Systemic lupus erythematosus (SLE) is associated with a broad spectrum of clinical and immunologic manifestations, of which
lupus nephritis is the most common cause of morbidity and mortality. The development of
nephritis in patients with SLE involves multiple pathogenic pathways including aberrant apoptosis,
autoantibody production,
immune complex deposition and complement activation. The 2003 International Society of Nephrology/Renal Pathology Society (ISN/RPS) classification system for
lupus nephritis was widely accepted with high intraobserver and interobserver concordance to guide therapeutic strategy and provide prognostic information. However, this classification system is not based on the underlying disease pathophysiology. Some additional lesions that contribute to disease presentation, including glomerular crescents, podocyte injury, tubulointerstitial lesions and
vascular injury, should be recognized.
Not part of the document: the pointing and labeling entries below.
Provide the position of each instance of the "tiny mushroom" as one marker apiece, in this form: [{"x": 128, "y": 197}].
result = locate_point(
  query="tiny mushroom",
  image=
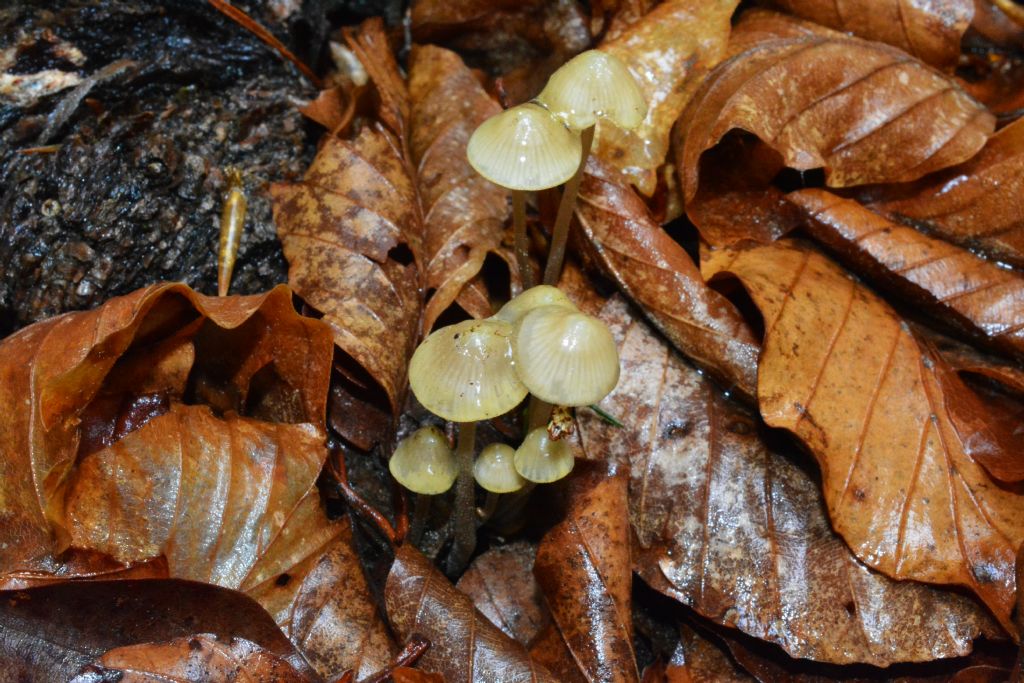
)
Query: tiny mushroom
[
  {"x": 543, "y": 460},
  {"x": 495, "y": 470},
  {"x": 524, "y": 148},
  {"x": 424, "y": 463}
]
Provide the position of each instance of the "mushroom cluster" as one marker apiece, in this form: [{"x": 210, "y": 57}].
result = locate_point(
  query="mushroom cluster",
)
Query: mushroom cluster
[
  {"x": 547, "y": 141},
  {"x": 538, "y": 343}
]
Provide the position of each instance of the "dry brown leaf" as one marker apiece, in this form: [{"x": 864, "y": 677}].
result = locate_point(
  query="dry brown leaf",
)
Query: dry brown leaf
[
  {"x": 900, "y": 487},
  {"x": 930, "y": 31},
  {"x": 978, "y": 205},
  {"x": 862, "y": 111},
  {"x": 955, "y": 286},
  {"x": 464, "y": 645},
  {"x": 200, "y": 658},
  {"x": 502, "y": 586},
  {"x": 56, "y": 377},
  {"x": 659, "y": 276},
  {"x": 227, "y": 501},
  {"x": 739, "y": 532},
  {"x": 464, "y": 214},
  {"x": 668, "y": 51},
  {"x": 324, "y": 605},
  {"x": 585, "y": 570}
]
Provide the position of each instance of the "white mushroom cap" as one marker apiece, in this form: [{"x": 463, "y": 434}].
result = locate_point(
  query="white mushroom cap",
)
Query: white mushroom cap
[
  {"x": 542, "y": 295},
  {"x": 464, "y": 372},
  {"x": 594, "y": 85},
  {"x": 524, "y": 147},
  {"x": 424, "y": 463},
  {"x": 542, "y": 460},
  {"x": 495, "y": 470},
  {"x": 564, "y": 356}
]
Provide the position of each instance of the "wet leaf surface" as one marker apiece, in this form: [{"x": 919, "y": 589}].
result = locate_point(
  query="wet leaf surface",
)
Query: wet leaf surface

Although outcomes for patients with
lupus nephritis have improved over the past 30 years, treatment of this disease remains challenging and is best approached on the basis of the underlying pathogenesis, which is only partially represented by the various pathological phenotypes defined by the ISN/RPS classification. Here, we discuss the heterogeneous mechanisms involved in the pathogenesis of
lupus nephritis and how improved understanding of underlying disease mechanisms might help guide therapeutic strategies.